Prior 2007 Memorandum
An earlier IRS memo issued in August 2007 with the same title reached a different conclusion. The 2007 memo said that if an owner doesn’t renew a tenant’s lease despite the fact that the initial occupancy satisfied the income limitation elected for the project and the tenant’s later income increases didn’t conflict with LIHTC requirements due to the rules in IRC Section 42(g)(2)(D), the owner would violate LIHTC rules.
This memo reasoned that the project isn’t in compliance at all times during the 15-year compliance period because the owner gave precedence to another housing program’s income requirements that are in conflict with LIHTC rules. The memo concluded that no credit is allowable in the year under audit and the owner is also subject to the tax credit recapture. The IRS is now recommending that the 2007 memo be withdrawn.

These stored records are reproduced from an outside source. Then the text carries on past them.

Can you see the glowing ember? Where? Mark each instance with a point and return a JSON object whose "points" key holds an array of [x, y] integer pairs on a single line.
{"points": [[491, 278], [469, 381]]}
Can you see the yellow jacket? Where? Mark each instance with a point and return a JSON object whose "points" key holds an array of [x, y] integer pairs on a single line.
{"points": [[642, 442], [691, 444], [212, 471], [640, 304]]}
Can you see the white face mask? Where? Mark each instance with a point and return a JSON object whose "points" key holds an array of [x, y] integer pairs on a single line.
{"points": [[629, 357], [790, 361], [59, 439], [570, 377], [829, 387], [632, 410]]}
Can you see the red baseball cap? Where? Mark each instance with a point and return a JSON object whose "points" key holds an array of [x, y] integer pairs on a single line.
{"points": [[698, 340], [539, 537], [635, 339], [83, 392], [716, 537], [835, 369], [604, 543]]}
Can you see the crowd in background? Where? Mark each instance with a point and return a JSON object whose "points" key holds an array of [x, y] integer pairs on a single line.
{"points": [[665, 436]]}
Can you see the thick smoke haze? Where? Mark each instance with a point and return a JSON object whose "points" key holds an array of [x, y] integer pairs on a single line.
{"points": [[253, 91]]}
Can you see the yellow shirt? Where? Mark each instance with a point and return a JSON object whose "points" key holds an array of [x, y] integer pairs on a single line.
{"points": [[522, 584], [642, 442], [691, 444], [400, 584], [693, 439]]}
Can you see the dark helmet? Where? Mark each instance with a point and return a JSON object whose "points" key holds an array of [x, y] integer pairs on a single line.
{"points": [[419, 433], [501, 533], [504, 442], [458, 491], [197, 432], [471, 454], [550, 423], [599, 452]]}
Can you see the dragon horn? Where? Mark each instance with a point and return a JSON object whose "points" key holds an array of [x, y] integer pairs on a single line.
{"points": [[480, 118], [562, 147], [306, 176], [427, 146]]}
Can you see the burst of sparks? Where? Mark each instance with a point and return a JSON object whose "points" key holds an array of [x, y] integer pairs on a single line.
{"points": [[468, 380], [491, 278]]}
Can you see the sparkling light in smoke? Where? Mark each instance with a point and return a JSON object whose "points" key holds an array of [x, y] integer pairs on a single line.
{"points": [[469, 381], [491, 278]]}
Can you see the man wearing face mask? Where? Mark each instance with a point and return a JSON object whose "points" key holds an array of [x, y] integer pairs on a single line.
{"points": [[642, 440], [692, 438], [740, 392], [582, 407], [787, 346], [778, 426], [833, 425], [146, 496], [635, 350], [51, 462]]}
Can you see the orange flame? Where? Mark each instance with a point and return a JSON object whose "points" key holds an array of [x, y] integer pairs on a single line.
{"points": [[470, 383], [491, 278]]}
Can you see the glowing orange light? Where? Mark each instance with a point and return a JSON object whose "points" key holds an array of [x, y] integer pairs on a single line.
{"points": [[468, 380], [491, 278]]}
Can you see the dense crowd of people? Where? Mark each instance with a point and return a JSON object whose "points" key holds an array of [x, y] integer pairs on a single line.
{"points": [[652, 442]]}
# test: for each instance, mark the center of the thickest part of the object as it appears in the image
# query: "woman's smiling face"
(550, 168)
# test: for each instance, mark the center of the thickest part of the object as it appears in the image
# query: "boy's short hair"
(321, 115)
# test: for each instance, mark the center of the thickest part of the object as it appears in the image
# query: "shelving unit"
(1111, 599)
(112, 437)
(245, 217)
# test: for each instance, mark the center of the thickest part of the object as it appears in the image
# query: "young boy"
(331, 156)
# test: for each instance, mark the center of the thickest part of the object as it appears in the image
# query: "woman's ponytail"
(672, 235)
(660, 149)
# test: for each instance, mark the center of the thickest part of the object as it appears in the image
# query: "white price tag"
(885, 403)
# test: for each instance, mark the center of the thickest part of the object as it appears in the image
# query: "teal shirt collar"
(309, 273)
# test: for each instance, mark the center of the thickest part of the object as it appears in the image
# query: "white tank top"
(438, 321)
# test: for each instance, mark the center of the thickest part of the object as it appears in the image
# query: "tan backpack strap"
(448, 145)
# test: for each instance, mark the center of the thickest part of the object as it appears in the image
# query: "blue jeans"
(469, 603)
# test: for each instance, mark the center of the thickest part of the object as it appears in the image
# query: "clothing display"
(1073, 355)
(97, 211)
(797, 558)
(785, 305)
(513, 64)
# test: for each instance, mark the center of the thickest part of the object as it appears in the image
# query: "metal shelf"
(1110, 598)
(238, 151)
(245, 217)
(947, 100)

According to the IRS, a building can still be a qualified LIHTC building if an owner doesn’t renew the lease of a tenant when the tenant’s income exceeds the applicable income limitation elected, even though IRC Sections 42(g)(2)(D)(i) or (ii) would allow the unit to continue to qualify as a low-income unit on renewal.
However, there must be good cause to terminate a lease or not renew a lease. According to the IRS, the fact that Sections 42(g)(2)(D)(i) and (ii) allow a unit to continue to qualify as a low-income unit despite the tenant’s increase in income above the applicable income limitation means an increase in income, by itself, is not good cause to end the leasing of the unit to such tenant.
The IRS also instructs agents not to be involved in determining whether or not good cause exists when an owner fails to renew the lease of any tenant. Instead, an appropriate party such as a tenant or housing credit agency can enforce the extended use agreement to the extent there is a question of whether there was good cause for nonrenewal of a lease. There should be a cause of action with respect to the nonrenewal of a lease because under IRC Section 42(h)(6)(B)(i) the extended low-income housing commitment agreement between the taxpayer and the housing credit agency must prohibit the eviction or the termination of tenancy (other than for good cause) of an existing tenant of any low-income unit.
Good cause should be determined under the applicable state or local law, and the fact that a local, state, or other federal program’s income requirements conflict with LIHTC rules may be relevant for this determination.